Bloody lovely - if you're thinking of putting it into regular service then there's some parts (wheels, crankset etc.) that might be best 'preserved'. Or just have fun....


----------



## alecstilleyedye (1 Jun 2009)

GrahamG said:


> Bloody lovely - if you're thinking of putting it into regular service then there's some parts (wheels, crankset etc.) that might be best 'preserved'. Or just have fun....



indeed, the original wheelset (hb airlite hubs, fiamme rims) was built by reg harris' mechanic and needs tubs, so they will be just used occasionally. it's on the road for current use with a mixture of mavic/alex wheels with one black and one yellow tyre 

i'm stripping the bottom bracket tonight, as i'm sure after 40 years it will need at least new grease. it's obviously so well looked after (and serviced) that i'm hoping that that will be as straightforward as it can be having the right tools, clear instructions but no experience of cup and cone bbs…


----------



## dan_bo (4 Jun 2009)

slavver. Very very nice.


----------



## RedBike (5 Jun 2009)

Are you doing Macc wheelers Cheshire Cycle way ride on it next week?


----------



## alecstilleyedye (7 Jun 2009)

RedBike said:


> Are you doing Macc wheelers Cheshire Cycle way ride on it next week?

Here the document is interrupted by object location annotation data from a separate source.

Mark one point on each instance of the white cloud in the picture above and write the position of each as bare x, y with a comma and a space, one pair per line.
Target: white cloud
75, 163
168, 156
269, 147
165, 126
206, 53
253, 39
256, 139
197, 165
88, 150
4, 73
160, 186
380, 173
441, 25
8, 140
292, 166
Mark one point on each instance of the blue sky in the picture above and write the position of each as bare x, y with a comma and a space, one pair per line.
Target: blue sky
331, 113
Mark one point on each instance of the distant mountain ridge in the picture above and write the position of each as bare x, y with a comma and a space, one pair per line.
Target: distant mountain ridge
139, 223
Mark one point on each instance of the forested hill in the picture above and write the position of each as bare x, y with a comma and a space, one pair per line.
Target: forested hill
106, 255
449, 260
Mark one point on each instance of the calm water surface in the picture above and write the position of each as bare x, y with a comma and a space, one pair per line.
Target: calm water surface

only of there's no hills, or wind


----------



## swee'pea99 (11 Jun 2009)

Sweet. You jammy bastard!


----------



## alecstilleyedye (17 Jul 2009)

now has a green brooks saddle, brooks green bar tape, tubs and a handlebar mounted bottle cage.

looks the dog's. (photos to come)


----------



## alecstilleyedye (18 Jul 2009)

photos here at last…


----------



## wafflycat (18 Jul 2009)

Lovely! A classic.


Apart from.. isn't that chain just a tiny bit slack?


----------



## alecstilleyedye (18 Jul 2009)

cheeky waffles 

chain is about right, subject to a test ride that is…


----------